BELGIAN HARES – King of the Fancy!
Rabbits officially arrived at Three Gables Farm in July of 2013 in the form of three Eastern Cottontail babies which were about nine days old when we mowed over their nest during hay-making, utterly exposing them to predators. We took the babies home and raised them up successfully until they and we were ready to let them go back into the outdoors. This experience was tremendously rewarding and pure joy, and was the trigger to fulfilling a long-time dream of owning rabbits; Belgian Hare rabbits to be precise.
Belgian Hare rabbits claimed Three Gables Farm as their home on November 23rd. 2013, when a young buck and doe with the names LC’s Kookaburra and LC’s Sookie finally arrived from Los Conejos Rabbitry in Washington State. After 6 years of thinking about Belgian Hares, a long and dedicated search to finding available rabbits in North America, and a wait of 3 months to move the rabbits from Washington State to the Gulf Islands of British Columbia, a dream was realized!
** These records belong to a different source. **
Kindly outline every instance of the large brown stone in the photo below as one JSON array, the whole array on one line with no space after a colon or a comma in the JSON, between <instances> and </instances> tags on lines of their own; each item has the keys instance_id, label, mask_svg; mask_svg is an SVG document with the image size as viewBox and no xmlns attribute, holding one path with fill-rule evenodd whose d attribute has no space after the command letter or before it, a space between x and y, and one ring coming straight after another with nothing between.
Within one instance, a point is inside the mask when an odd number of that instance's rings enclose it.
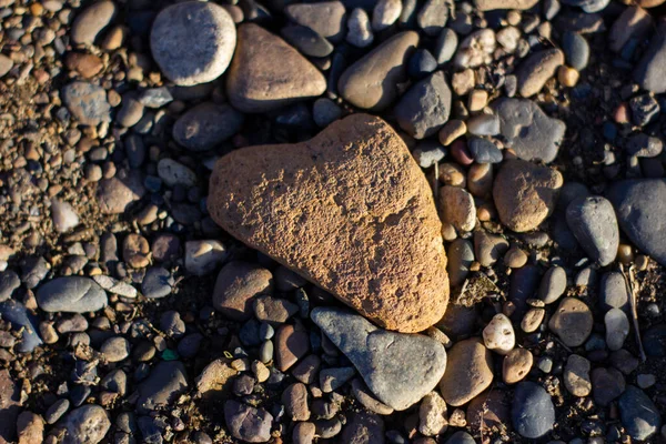
<instances>
[{"instance_id":1,"label":"large brown stone","mask_svg":"<svg viewBox=\"0 0 666 444\"><path fill-rule=\"evenodd\" d=\"M534 230L555 209L562 174L524 160L504 162L493 189L503 224L516 232Z\"/></svg>"},{"instance_id":2,"label":"large brown stone","mask_svg":"<svg viewBox=\"0 0 666 444\"><path fill-rule=\"evenodd\" d=\"M418 332L448 300L432 192L379 118L353 114L292 145L222 158L209 210L229 233L379 325Z\"/></svg>"},{"instance_id":3,"label":"large brown stone","mask_svg":"<svg viewBox=\"0 0 666 444\"><path fill-rule=\"evenodd\" d=\"M280 37L254 23L241 24L226 94L234 108L265 112L321 95L324 75Z\"/></svg>"}]
</instances>

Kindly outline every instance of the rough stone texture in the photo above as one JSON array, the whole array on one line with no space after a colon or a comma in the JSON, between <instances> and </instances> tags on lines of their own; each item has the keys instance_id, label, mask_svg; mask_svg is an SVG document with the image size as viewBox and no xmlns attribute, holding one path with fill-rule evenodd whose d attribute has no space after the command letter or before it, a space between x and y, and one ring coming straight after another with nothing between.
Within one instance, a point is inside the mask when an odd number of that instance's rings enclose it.
<instances>
[{"instance_id":1,"label":"rough stone texture","mask_svg":"<svg viewBox=\"0 0 666 444\"><path fill-rule=\"evenodd\" d=\"M564 53L556 48L534 52L516 70L518 93L524 98L536 94L562 64Z\"/></svg>"},{"instance_id":2,"label":"rough stone texture","mask_svg":"<svg viewBox=\"0 0 666 444\"><path fill-rule=\"evenodd\" d=\"M164 8L150 33L150 48L162 73L183 87L219 78L229 67L235 43L231 16L213 2L185 1Z\"/></svg>"},{"instance_id":3,"label":"rough stone texture","mask_svg":"<svg viewBox=\"0 0 666 444\"><path fill-rule=\"evenodd\" d=\"M552 162L557 157L566 125L548 117L526 99L503 98L491 108L500 117L500 132L507 145L523 160Z\"/></svg>"},{"instance_id":4,"label":"rough stone texture","mask_svg":"<svg viewBox=\"0 0 666 444\"><path fill-rule=\"evenodd\" d=\"M662 20L647 51L634 69L634 80L640 88L655 94L666 92L664 70L666 69L666 21Z\"/></svg>"},{"instance_id":5,"label":"rough stone texture","mask_svg":"<svg viewBox=\"0 0 666 444\"><path fill-rule=\"evenodd\" d=\"M617 182L607 196L624 233L638 249L666 265L666 180Z\"/></svg>"},{"instance_id":6,"label":"rough stone texture","mask_svg":"<svg viewBox=\"0 0 666 444\"><path fill-rule=\"evenodd\" d=\"M406 80L406 63L418 44L418 34L393 36L349 67L337 82L340 94L362 109L381 111L397 97L397 84Z\"/></svg>"},{"instance_id":7,"label":"rough stone texture","mask_svg":"<svg viewBox=\"0 0 666 444\"><path fill-rule=\"evenodd\" d=\"M493 382L493 355L478 339L457 342L448 351L448 365L440 382L447 404L460 406L473 400Z\"/></svg>"},{"instance_id":8,"label":"rough stone texture","mask_svg":"<svg viewBox=\"0 0 666 444\"><path fill-rule=\"evenodd\" d=\"M418 402L444 374L444 346L428 336L387 332L341 309L317 307L311 316L377 398L395 410Z\"/></svg>"},{"instance_id":9,"label":"rough stone texture","mask_svg":"<svg viewBox=\"0 0 666 444\"><path fill-rule=\"evenodd\" d=\"M451 89L444 71L414 84L395 105L394 114L400 128L415 139L436 133L448 120Z\"/></svg>"},{"instance_id":10,"label":"rough stone texture","mask_svg":"<svg viewBox=\"0 0 666 444\"><path fill-rule=\"evenodd\" d=\"M444 314L432 192L381 119L353 114L307 142L236 150L218 162L210 190L223 229L379 325L418 332Z\"/></svg>"},{"instance_id":11,"label":"rough stone texture","mask_svg":"<svg viewBox=\"0 0 666 444\"><path fill-rule=\"evenodd\" d=\"M235 56L226 75L226 94L234 108L271 111L317 97L325 89L324 75L280 37L254 23L239 27Z\"/></svg>"},{"instance_id":12,"label":"rough stone texture","mask_svg":"<svg viewBox=\"0 0 666 444\"><path fill-rule=\"evenodd\" d=\"M495 178L493 198L500 220L511 230L534 230L555 209L562 174L523 160L504 162Z\"/></svg>"}]
</instances>

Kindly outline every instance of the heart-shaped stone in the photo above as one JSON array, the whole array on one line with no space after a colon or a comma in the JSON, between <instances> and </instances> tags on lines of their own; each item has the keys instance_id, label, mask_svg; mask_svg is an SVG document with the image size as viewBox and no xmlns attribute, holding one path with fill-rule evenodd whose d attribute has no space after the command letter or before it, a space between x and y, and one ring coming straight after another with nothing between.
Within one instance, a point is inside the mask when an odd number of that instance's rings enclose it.
<instances>
[{"instance_id":1,"label":"heart-shaped stone","mask_svg":"<svg viewBox=\"0 0 666 444\"><path fill-rule=\"evenodd\" d=\"M418 332L448 301L427 181L383 120L353 114L314 139L220 159L209 211L230 234L376 324Z\"/></svg>"}]
</instances>

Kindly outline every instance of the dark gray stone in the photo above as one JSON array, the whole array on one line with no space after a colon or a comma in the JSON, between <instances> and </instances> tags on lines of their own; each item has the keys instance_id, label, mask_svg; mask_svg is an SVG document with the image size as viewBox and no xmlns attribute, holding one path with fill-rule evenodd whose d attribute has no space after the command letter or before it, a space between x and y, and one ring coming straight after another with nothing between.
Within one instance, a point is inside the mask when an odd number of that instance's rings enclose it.
<instances>
[{"instance_id":1,"label":"dark gray stone","mask_svg":"<svg viewBox=\"0 0 666 444\"><path fill-rule=\"evenodd\" d=\"M566 130L563 121L549 118L528 99L498 99L491 108L500 115L501 133L518 158L555 160Z\"/></svg>"},{"instance_id":2,"label":"dark gray stone","mask_svg":"<svg viewBox=\"0 0 666 444\"><path fill-rule=\"evenodd\" d=\"M628 180L608 191L617 221L636 246L666 265L666 180Z\"/></svg>"},{"instance_id":3,"label":"dark gray stone","mask_svg":"<svg viewBox=\"0 0 666 444\"><path fill-rule=\"evenodd\" d=\"M518 383L514 392L511 418L521 436L531 440L544 436L555 424L555 407L551 395L536 383Z\"/></svg>"},{"instance_id":4,"label":"dark gray stone","mask_svg":"<svg viewBox=\"0 0 666 444\"><path fill-rule=\"evenodd\" d=\"M394 109L400 127L415 139L434 134L448 121L451 89L443 71L414 84Z\"/></svg>"},{"instance_id":5,"label":"dark gray stone","mask_svg":"<svg viewBox=\"0 0 666 444\"><path fill-rule=\"evenodd\" d=\"M108 303L104 290L82 276L53 279L39 287L36 297L39 307L46 312L97 312Z\"/></svg>"}]
</instances>

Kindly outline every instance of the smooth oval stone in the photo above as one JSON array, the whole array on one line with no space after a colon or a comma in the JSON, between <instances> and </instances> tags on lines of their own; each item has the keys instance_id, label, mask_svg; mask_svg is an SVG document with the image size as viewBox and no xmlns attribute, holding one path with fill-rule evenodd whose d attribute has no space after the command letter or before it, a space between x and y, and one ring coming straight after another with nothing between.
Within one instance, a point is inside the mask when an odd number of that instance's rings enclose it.
<instances>
[{"instance_id":1,"label":"smooth oval stone","mask_svg":"<svg viewBox=\"0 0 666 444\"><path fill-rule=\"evenodd\" d=\"M215 80L231 62L236 44L229 12L212 2L185 1L160 11L150 48L169 80L194 85Z\"/></svg>"},{"instance_id":2,"label":"smooth oval stone","mask_svg":"<svg viewBox=\"0 0 666 444\"><path fill-rule=\"evenodd\" d=\"M53 279L39 287L36 297L39 307L46 312L97 312L108 303L104 290L82 276Z\"/></svg>"},{"instance_id":3,"label":"smooth oval stone","mask_svg":"<svg viewBox=\"0 0 666 444\"><path fill-rule=\"evenodd\" d=\"M511 418L521 436L531 440L544 436L555 425L555 406L551 395L533 382L518 383L514 392Z\"/></svg>"},{"instance_id":4,"label":"smooth oval stone","mask_svg":"<svg viewBox=\"0 0 666 444\"><path fill-rule=\"evenodd\" d=\"M381 111L397 98L397 84L406 80L406 63L418 44L418 34L393 36L349 67L337 82L344 100L354 107Z\"/></svg>"},{"instance_id":5,"label":"smooth oval stone","mask_svg":"<svg viewBox=\"0 0 666 444\"><path fill-rule=\"evenodd\" d=\"M229 104L201 103L173 124L173 139L191 151L205 151L224 142L241 129L244 117Z\"/></svg>"},{"instance_id":6,"label":"smooth oval stone","mask_svg":"<svg viewBox=\"0 0 666 444\"><path fill-rule=\"evenodd\" d=\"M602 266L615 260L619 229L613 204L601 196L581 196L566 209L566 222L583 250Z\"/></svg>"}]
</instances>

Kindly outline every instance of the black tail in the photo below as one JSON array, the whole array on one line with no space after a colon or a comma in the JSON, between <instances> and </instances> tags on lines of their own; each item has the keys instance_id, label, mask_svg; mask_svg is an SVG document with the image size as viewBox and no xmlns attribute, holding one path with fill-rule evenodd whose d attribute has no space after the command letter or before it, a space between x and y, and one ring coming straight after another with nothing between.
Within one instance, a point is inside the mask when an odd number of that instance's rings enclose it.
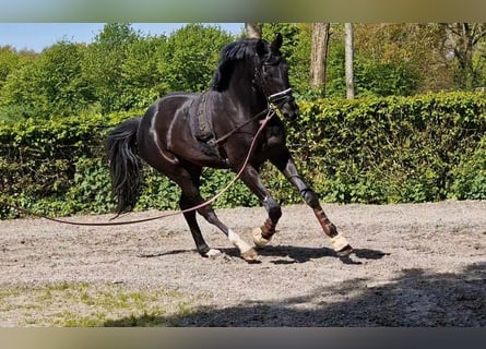
<instances>
[{"instance_id":1,"label":"black tail","mask_svg":"<svg viewBox=\"0 0 486 349\"><path fill-rule=\"evenodd\" d=\"M142 118L129 119L117 125L107 139L111 183L118 200L117 214L133 209L140 194L142 161L135 154L137 130Z\"/></svg>"}]
</instances>

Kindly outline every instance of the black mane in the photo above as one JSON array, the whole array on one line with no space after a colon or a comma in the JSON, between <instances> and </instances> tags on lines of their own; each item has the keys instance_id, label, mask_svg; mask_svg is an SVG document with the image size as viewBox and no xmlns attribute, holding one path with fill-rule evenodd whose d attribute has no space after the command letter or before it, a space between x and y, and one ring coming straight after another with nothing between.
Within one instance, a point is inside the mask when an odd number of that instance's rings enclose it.
<instances>
[{"instance_id":1,"label":"black mane","mask_svg":"<svg viewBox=\"0 0 486 349\"><path fill-rule=\"evenodd\" d=\"M235 68L235 63L242 59L252 59L257 52L258 39L242 39L226 45L220 56L220 65L214 72L212 89L225 91L228 87L229 79ZM265 43L262 40L262 43ZM265 43L265 49L269 50L269 44Z\"/></svg>"}]
</instances>

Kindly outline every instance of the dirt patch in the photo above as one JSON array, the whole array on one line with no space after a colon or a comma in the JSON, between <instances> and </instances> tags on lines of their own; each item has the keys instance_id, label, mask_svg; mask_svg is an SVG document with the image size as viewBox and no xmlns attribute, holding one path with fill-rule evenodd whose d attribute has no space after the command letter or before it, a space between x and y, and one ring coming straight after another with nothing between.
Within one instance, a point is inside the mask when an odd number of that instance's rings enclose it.
<instances>
[{"instance_id":1,"label":"dirt patch","mask_svg":"<svg viewBox=\"0 0 486 349\"><path fill-rule=\"evenodd\" d=\"M180 306L169 308L159 322L151 317L150 324L169 326L486 325L486 202L325 205L324 210L355 248L351 257L335 256L305 205L283 207L278 233L259 251L258 264L244 262L200 219L209 244L223 252L202 258L181 216L109 228L1 221L0 290L63 282L116 285L131 292L163 289L157 294L178 294L178 304L190 305L183 314ZM251 228L266 218L263 208L217 214L248 242ZM0 302L0 326L45 324L26 324L28 310L14 306L12 297L3 293ZM43 301L37 305L33 312ZM144 325L145 315L133 323ZM106 325L125 325L127 316L134 315L122 313Z\"/></svg>"}]
</instances>

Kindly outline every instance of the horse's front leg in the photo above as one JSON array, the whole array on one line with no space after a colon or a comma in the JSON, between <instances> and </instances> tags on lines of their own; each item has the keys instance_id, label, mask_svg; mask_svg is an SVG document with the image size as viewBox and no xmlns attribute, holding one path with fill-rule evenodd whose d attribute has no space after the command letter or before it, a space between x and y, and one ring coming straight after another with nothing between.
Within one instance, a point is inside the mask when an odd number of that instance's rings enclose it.
<instances>
[{"instance_id":1,"label":"horse's front leg","mask_svg":"<svg viewBox=\"0 0 486 349\"><path fill-rule=\"evenodd\" d=\"M263 226L252 230L253 242L258 248L261 248L269 243L275 233L276 224L282 216L282 209L263 185L260 173L254 167L248 165L241 174L241 180L260 198L269 215Z\"/></svg>"},{"instance_id":2,"label":"horse's front leg","mask_svg":"<svg viewBox=\"0 0 486 349\"><path fill-rule=\"evenodd\" d=\"M317 194L298 173L288 149L285 148L278 157L271 159L271 161L287 178L287 180L297 188L306 204L312 208L322 230L329 238L331 238L332 248L337 255L346 256L352 253L353 248L347 242L346 238L341 232L337 232L336 227L331 222L322 209Z\"/></svg>"}]
</instances>

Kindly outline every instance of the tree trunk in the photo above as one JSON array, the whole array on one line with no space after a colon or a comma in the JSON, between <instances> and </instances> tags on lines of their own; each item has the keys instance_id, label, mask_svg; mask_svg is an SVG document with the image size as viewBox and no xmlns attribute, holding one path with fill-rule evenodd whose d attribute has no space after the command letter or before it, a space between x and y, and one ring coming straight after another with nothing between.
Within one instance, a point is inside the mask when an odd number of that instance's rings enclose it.
<instances>
[{"instance_id":1,"label":"tree trunk","mask_svg":"<svg viewBox=\"0 0 486 349\"><path fill-rule=\"evenodd\" d=\"M245 23L248 38L261 39L261 27L258 23Z\"/></svg>"},{"instance_id":2,"label":"tree trunk","mask_svg":"<svg viewBox=\"0 0 486 349\"><path fill-rule=\"evenodd\" d=\"M353 24L344 24L345 32L345 70L346 70L346 98L354 99L354 44L353 44Z\"/></svg>"},{"instance_id":3,"label":"tree trunk","mask_svg":"<svg viewBox=\"0 0 486 349\"><path fill-rule=\"evenodd\" d=\"M310 87L322 88L325 95L325 67L330 37L329 23L312 23L312 48L310 52Z\"/></svg>"}]
</instances>

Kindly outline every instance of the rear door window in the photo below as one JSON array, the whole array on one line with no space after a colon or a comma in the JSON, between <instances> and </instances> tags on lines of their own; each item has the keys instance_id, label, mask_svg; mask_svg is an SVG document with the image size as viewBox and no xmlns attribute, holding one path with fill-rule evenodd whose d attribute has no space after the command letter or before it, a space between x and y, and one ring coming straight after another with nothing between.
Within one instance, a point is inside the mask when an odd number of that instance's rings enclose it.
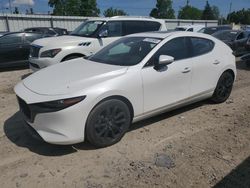
<instances>
[{"instance_id":1,"label":"rear door window","mask_svg":"<svg viewBox=\"0 0 250 188\"><path fill-rule=\"evenodd\" d=\"M214 42L209 39L190 37L192 44L192 57L206 54L213 50Z\"/></svg>"},{"instance_id":2,"label":"rear door window","mask_svg":"<svg viewBox=\"0 0 250 188\"><path fill-rule=\"evenodd\" d=\"M190 57L190 48L188 47L186 37L178 37L164 44L149 60L145 66L153 66L159 61L161 55L174 57L175 61Z\"/></svg>"},{"instance_id":3,"label":"rear door window","mask_svg":"<svg viewBox=\"0 0 250 188\"><path fill-rule=\"evenodd\" d=\"M145 32L145 24L143 21L125 21L124 22L125 35L133 33Z\"/></svg>"}]
</instances>

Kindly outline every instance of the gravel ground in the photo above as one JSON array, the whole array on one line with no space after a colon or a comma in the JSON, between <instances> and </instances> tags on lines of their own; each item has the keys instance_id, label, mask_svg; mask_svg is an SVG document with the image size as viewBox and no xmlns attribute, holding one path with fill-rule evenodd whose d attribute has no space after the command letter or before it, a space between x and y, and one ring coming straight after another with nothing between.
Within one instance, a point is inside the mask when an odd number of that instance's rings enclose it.
<instances>
[{"instance_id":1,"label":"gravel ground","mask_svg":"<svg viewBox=\"0 0 250 188\"><path fill-rule=\"evenodd\" d=\"M1 187L250 187L250 69L237 63L229 100L202 101L134 124L116 145L34 140L13 86L28 70L0 73Z\"/></svg>"}]
</instances>

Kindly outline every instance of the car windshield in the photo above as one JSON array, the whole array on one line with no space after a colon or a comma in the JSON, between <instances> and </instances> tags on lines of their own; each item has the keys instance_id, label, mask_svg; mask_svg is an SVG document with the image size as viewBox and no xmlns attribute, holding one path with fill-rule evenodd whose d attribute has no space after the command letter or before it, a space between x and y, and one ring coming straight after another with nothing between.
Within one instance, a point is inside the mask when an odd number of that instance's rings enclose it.
<instances>
[{"instance_id":1,"label":"car windshield","mask_svg":"<svg viewBox=\"0 0 250 188\"><path fill-rule=\"evenodd\" d=\"M89 60L119 66L132 66L144 57L161 41L158 38L125 37L103 48Z\"/></svg>"},{"instance_id":2,"label":"car windshield","mask_svg":"<svg viewBox=\"0 0 250 188\"><path fill-rule=\"evenodd\" d=\"M70 35L91 37L103 25L104 21L87 21L78 26Z\"/></svg>"},{"instance_id":3,"label":"car windshield","mask_svg":"<svg viewBox=\"0 0 250 188\"><path fill-rule=\"evenodd\" d=\"M234 40L237 34L237 31L219 31L214 33L213 36L220 40Z\"/></svg>"},{"instance_id":4,"label":"car windshield","mask_svg":"<svg viewBox=\"0 0 250 188\"><path fill-rule=\"evenodd\" d=\"M175 31L186 31L187 28L184 27L176 27Z\"/></svg>"}]
</instances>

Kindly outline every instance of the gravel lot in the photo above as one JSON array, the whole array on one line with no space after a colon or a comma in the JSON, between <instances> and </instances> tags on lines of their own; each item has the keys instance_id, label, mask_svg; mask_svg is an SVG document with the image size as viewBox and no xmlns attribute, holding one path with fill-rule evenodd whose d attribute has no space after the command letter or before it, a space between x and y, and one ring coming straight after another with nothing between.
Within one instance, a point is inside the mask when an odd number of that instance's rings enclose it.
<instances>
[{"instance_id":1,"label":"gravel lot","mask_svg":"<svg viewBox=\"0 0 250 188\"><path fill-rule=\"evenodd\" d=\"M136 123L104 149L34 140L13 93L29 71L0 72L0 186L249 188L250 69L237 67L226 103L203 101Z\"/></svg>"}]
</instances>

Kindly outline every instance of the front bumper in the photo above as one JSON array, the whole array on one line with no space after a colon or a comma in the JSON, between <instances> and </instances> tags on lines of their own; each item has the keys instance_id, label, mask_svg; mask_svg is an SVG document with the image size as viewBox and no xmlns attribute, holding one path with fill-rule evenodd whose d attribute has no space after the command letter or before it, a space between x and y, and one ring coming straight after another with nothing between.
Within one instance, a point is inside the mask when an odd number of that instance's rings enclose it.
<instances>
[{"instance_id":1,"label":"front bumper","mask_svg":"<svg viewBox=\"0 0 250 188\"><path fill-rule=\"evenodd\" d=\"M19 100L19 107L24 120L45 142L66 145L84 141L85 124L88 114L93 108L88 98L63 110L36 113L35 116L32 117L32 111L29 111L31 104L75 96L39 95L26 88L22 82L15 86L14 91L17 97L23 102L23 104L21 104Z\"/></svg>"},{"instance_id":2,"label":"front bumper","mask_svg":"<svg viewBox=\"0 0 250 188\"><path fill-rule=\"evenodd\" d=\"M28 117L22 105L19 106L26 123L44 141L51 144L66 145L84 141L84 128L87 115L84 116L84 113L82 113L82 103L83 101L57 112L40 113L34 119ZM32 132L34 133L34 131Z\"/></svg>"}]
</instances>

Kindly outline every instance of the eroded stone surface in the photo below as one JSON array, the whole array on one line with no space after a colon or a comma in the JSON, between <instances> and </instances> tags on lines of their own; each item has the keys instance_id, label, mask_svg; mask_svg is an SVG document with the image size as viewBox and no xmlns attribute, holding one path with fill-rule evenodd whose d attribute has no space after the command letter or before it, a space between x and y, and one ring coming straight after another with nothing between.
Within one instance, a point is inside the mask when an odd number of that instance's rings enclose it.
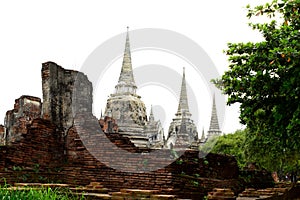
<instances>
[{"instance_id":1,"label":"eroded stone surface","mask_svg":"<svg viewBox=\"0 0 300 200\"><path fill-rule=\"evenodd\" d=\"M42 65L42 117L67 132L77 112L92 113L93 87L87 76L54 62Z\"/></svg>"},{"instance_id":2,"label":"eroded stone surface","mask_svg":"<svg viewBox=\"0 0 300 200\"><path fill-rule=\"evenodd\" d=\"M15 100L14 109L6 112L4 120L6 144L19 141L27 133L27 126L41 116L41 107L38 97L23 95Z\"/></svg>"}]
</instances>

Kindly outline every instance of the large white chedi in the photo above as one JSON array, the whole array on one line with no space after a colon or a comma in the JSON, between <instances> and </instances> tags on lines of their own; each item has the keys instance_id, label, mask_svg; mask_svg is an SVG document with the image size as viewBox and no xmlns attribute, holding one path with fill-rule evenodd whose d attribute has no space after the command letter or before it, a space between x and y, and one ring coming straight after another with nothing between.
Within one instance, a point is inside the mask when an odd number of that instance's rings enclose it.
<instances>
[{"instance_id":1,"label":"large white chedi","mask_svg":"<svg viewBox=\"0 0 300 200\"><path fill-rule=\"evenodd\" d=\"M161 148L164 145L161 123L154 120L152 109L148 120L145 104L136 94L136 89L127 30L119 81L115 93L107 100L104 115L113 117L120 134L129 137L135 146Z\"/></svg>"}]
</instances>

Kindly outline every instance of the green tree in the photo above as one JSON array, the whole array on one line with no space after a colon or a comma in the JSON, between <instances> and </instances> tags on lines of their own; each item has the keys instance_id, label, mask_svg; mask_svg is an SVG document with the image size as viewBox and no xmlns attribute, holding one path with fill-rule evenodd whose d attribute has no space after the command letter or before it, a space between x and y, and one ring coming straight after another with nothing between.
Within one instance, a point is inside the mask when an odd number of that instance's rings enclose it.
<instances>
[{"instance_id":1,"label":"green tree","mask_svg":"<svg viewBox=\"0 0 300 200\"><path fill-rule=\"evenodd\" d=\"M249 18L270 18L249 24L264 40L229 43L229 70L214 82L228 105L240 103L246 156L279 171L294 165L300 150L300 0L247 8Z\"/></svg>"},{"instance_id":2,"label":"green tree","mask_svg":"<svg viewBox=\"0 0 300 200\"><path fill-rule=\"evenodd\" d=\"M247 130L237 130L232 134L214 137L204 144L201 150L210 150L212 153L227 154L235 156L238 165L244 167L245 160L245 135Z\"/></svg>"}]
</instances>

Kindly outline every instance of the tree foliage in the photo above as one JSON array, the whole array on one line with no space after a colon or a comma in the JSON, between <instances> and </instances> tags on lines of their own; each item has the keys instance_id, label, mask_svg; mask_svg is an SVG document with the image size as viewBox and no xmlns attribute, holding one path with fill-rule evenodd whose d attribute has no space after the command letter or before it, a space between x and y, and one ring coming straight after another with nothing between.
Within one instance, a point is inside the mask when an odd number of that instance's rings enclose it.
<instances>
[{"instance_id":1,"label":"tree foliage","mask_svg":"<svg viewBox=\"0 0 300 200\"><path fill-rule=\"evenodd\" d=\"M237 130L235 133L214 137L207 141L201 150L212 153L227 154L235 156L238 165L244 167L245 160L245 135L246 130Z\"/></svg>"},{"instance_id":2,"label":"tree foliage","mask_svg":"<svg viewBox=\"0 0 300 200\"><path fill-rule=\"evenodd\" d=\"M247 8L249 18L271 19L249 24L264 40L229 43L229 70L215 84L229 105L240 103L249 130L246 155L279 170L300 150L300 0Z\"/></svg>"}]
</instances>

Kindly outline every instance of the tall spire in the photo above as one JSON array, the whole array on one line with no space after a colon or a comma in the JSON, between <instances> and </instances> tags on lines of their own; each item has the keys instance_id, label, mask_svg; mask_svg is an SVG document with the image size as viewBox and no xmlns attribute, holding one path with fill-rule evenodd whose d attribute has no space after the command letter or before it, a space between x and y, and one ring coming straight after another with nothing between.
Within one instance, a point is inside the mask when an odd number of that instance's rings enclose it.
<instances>
[{"instance_id":1,"label":"tall spire","mask_svg":"<svg viewBox=\"0 0 300 200\"><path fill-rule=\"evenodd\" d=\"M176 115L190 115L189 112L189 103L187 99L187 91L186 91L186 82L185 82L185 67L183 68L182 82L181 82L181 91L180 91L180 99L179 105Z\"/></svg>"},{"instance_id":2,"label":"tall spire","mask_svg":"<svg viewBox=\"0 0 300 200\"><path fill-rule=\"evenodd\" d=\"M213 96L213 105L212 105L212 112L211 112L211 119L210 119L210 126L208 133L211 134L220 134L220 127L219 127L219 121L218 121L218 114L217 114L217 108L216 108L216 100L215 100L215 94Z\"/></svg>"},{"instance_id":3,"label":"tall spire","mask_svg":"<svg viewBox=\"0 0 300 200\"><path fill-rule=\"evenodd\" d=\"M149 122L154 122L154 115L153 115L153 109L151 105L150 115L149 115Z\"/></svg>"},{"instance_id":4,"label":"tall spire","mask_svg":"<svg viewBox=\"0 0 300 200\"><path fill-rule=\"evenodd\" d=\"M127 27L126 43L123 56L122 69L119 77L118 84L116 85L116 94L135 94L136 84L134 81L131 53L130 53L130 42L129 42L129 27Z\"/></svg>"}]
</instances>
The Belgian Hare rabbit is a heritage breed. As its name suggests, its origin can be traced back to Belgium, but its unique look and form, striving to resemble the European wild hare, was the hard work of fanciers in England. It has been on North American soil since as early as 1888, where it laid the foundation for the domestic rabbit movement in the USA, but today, according to the American Livestock Breeds Conservancy, the Belgian Hare rabbit is rare and its population threatened.
Foremost, the Belgian Hare rabbit is a fancy rabbit. Attempts to turn the breed into a meat rabbit caused an end to the “Belgian Hare Boom” in the early 20th. century and the breed nearly became extinct, because it was no longer distinguished enough to catch peoples eye. Today, only the sleek, fancy type is accepted in the Standard of Perfection once more. Yes, Belgian Hare rabbits can be eaten, but their unique form and look, as well as endearing temperament makes them more interesting and rewarding for showing, agility, having, and loving, as well as for breeding to help preserve not only a very unique breed of rabbit, which men have worked very hard to create, but also preserve a part of North America’s heritage.
LC’s Kookaburra, standard Belgian Hare
DOB: February 27, 2013
Legs: 2 (Best of Breed and Best Opp of Breed)
LC’s Sookie, standard Belgian Hare
DOB: March 29, 2013
Sookie is my super star. She is a feisty little doe and loves the camera!